← Experiments

DustAIn (Customized AI assistant)

My new superpower. An AI-powered second brain built on Claude Code, wired into my calendar, tasks, docs, and a persistent memory system.

Most people use AI. I wanted to manage it.

There’s a difference. Using AI typically means opening a chat window and starting an isolated conversation. Managing it means building a system that knows your priorities, remembers your history, and gets better the longer you work together.

Having managed teams for 20 years, I knew how to onboard someone. You start them small. You give them low-stakes tasks. You build trust before you hand them the keys.

I applied the same logic here. First, connect it to my calendar and ask it to help me plan my day. It worked. Barely. Todoist came next, so it could see my schedule and my task list and help me prioritize what actually mattered that day.

Then I got ambitious. I wanted a consistent voice across my entire job search: resume, portfolio, case studies, all of it. So before touching a single file, we built a communication style document. Not a vague “be direct” kind of guide. A real one that matched my style and personality. No corporate language. No over-explaining. The overall feel was a smart friend, not a consultant.

The interesting part is that I built a style guide specifically to make AI output sound less like AI. And it works. Everything that comes out of the system sounds like me. Or close enough that editing it feels like light revision, not a rewrite.

What makes all of this possible is the file structure.

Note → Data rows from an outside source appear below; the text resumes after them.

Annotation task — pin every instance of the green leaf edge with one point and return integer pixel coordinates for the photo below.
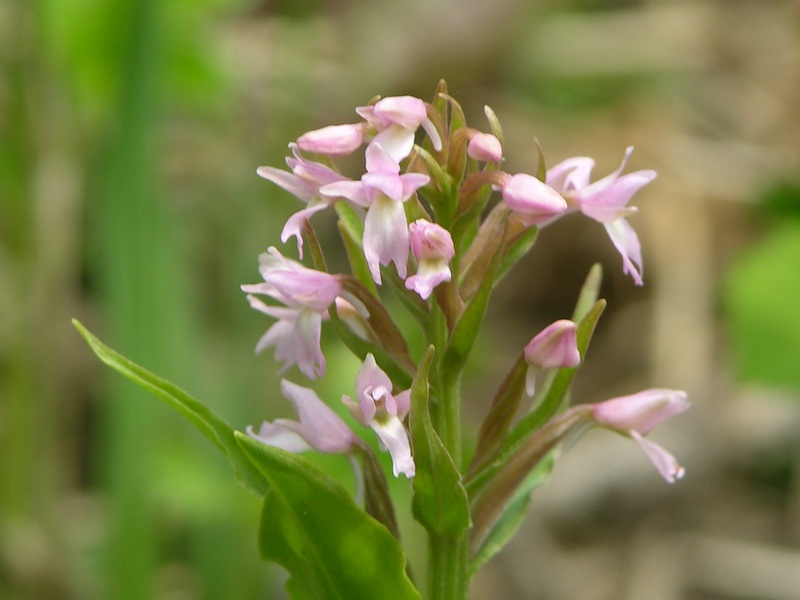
(214, 427)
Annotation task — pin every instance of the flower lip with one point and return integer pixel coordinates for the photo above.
(642, 411)
(333, 140)
(532, 200)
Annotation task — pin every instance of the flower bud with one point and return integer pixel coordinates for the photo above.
(485, 147)
(334, 140)
(555, 347)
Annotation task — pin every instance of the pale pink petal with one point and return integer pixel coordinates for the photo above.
(570, 174)
(533, 201)
(395, 438)
(406, 111)
(430, 273)
(485, 147)
(295, 224)
(306, 343)
(334, 140)
(666, 464)
(288, 181)
(556, 346)
(352, 190)
(626, 242)
(396, 141)
(386, 237)
(641, 411)
(322, 428)
(610, 201)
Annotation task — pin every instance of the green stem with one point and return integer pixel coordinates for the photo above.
(449, 425)
(447, 569)
(448, 554)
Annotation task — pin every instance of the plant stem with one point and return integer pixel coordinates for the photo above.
(447, 569)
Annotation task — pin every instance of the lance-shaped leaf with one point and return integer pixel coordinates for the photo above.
(440, 501)
(214, 427)
(512, 516)
(332, 548)
(377, 500)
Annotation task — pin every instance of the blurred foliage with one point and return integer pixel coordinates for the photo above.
(762, 292)
(162, 111)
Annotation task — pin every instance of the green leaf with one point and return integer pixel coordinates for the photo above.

Claude chat resets after every conversation. Every session starts from scratch. Claude Code can read and write files, and connect to outside tools. The memory, the context, the style guide, the skills all live on within my assistant. Every conversation picks up where the last one left off because the knowledge is in the system, not in the chat window.

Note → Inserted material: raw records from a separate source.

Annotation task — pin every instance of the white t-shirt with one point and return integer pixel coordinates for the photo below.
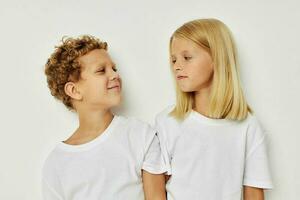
(211, 159)
(108, 167)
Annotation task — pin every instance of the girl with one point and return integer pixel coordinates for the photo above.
(214, 144)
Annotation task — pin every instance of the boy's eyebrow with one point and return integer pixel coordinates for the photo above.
(102, 64)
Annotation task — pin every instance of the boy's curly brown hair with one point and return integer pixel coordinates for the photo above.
(63, 65)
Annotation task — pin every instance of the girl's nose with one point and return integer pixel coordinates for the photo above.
(114, 75)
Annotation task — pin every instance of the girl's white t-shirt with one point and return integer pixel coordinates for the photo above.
(211, 159)
(108, 167)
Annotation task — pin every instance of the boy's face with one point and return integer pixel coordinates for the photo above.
(100, 84)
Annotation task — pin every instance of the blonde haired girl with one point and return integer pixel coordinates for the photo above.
(213, 142)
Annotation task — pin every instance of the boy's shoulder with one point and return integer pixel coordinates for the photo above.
(132, 122)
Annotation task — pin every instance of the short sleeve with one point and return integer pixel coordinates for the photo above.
(257, 171)
(161, 134)
(51, 185)
(153, 160)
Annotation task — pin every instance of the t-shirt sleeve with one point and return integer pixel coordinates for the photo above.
(257, 171)
(153, 160)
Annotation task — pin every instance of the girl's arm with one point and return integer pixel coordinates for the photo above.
(252, 193)
(154, 186)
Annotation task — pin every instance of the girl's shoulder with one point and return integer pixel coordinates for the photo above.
(165, 116)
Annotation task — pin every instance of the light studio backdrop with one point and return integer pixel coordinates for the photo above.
(32, 121)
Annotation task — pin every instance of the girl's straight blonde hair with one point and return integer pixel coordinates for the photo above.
(227, 100)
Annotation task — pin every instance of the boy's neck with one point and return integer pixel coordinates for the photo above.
(91, 125)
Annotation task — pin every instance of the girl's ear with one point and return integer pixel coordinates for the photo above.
(72, 91)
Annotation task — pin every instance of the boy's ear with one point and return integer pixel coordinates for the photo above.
(72, 91)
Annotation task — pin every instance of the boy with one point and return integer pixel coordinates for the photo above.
(108, 157)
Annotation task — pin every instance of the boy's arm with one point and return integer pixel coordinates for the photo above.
(252, 193)
(154, 186)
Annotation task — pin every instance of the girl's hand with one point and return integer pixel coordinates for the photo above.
(252, 193)
(154, 186)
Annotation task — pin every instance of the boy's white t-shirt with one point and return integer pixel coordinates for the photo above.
(108, 167)
(212, 159)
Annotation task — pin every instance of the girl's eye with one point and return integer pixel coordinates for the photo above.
(187, 57)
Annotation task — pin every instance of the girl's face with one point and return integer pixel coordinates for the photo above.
(192, 65)
(100, 85)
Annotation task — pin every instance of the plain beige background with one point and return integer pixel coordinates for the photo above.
(32, 122)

The Figma integration is where the dynamic really shifted. My resume is built in Figma, but it wasn’t readable by the machine scanners recruiters use. So we connected Figma directly to the assistant. Now I describe the change I want. The assistant makes it. I open Figma to review, give notes, and send it back. I’m the art director. The assistant is the team.

It’s still not perfect. A good assistant who occasionally needs a reminder of the brief. I’ve learned that’s less about the tool and more about how I manage it. The same lesson I’d give any new manager.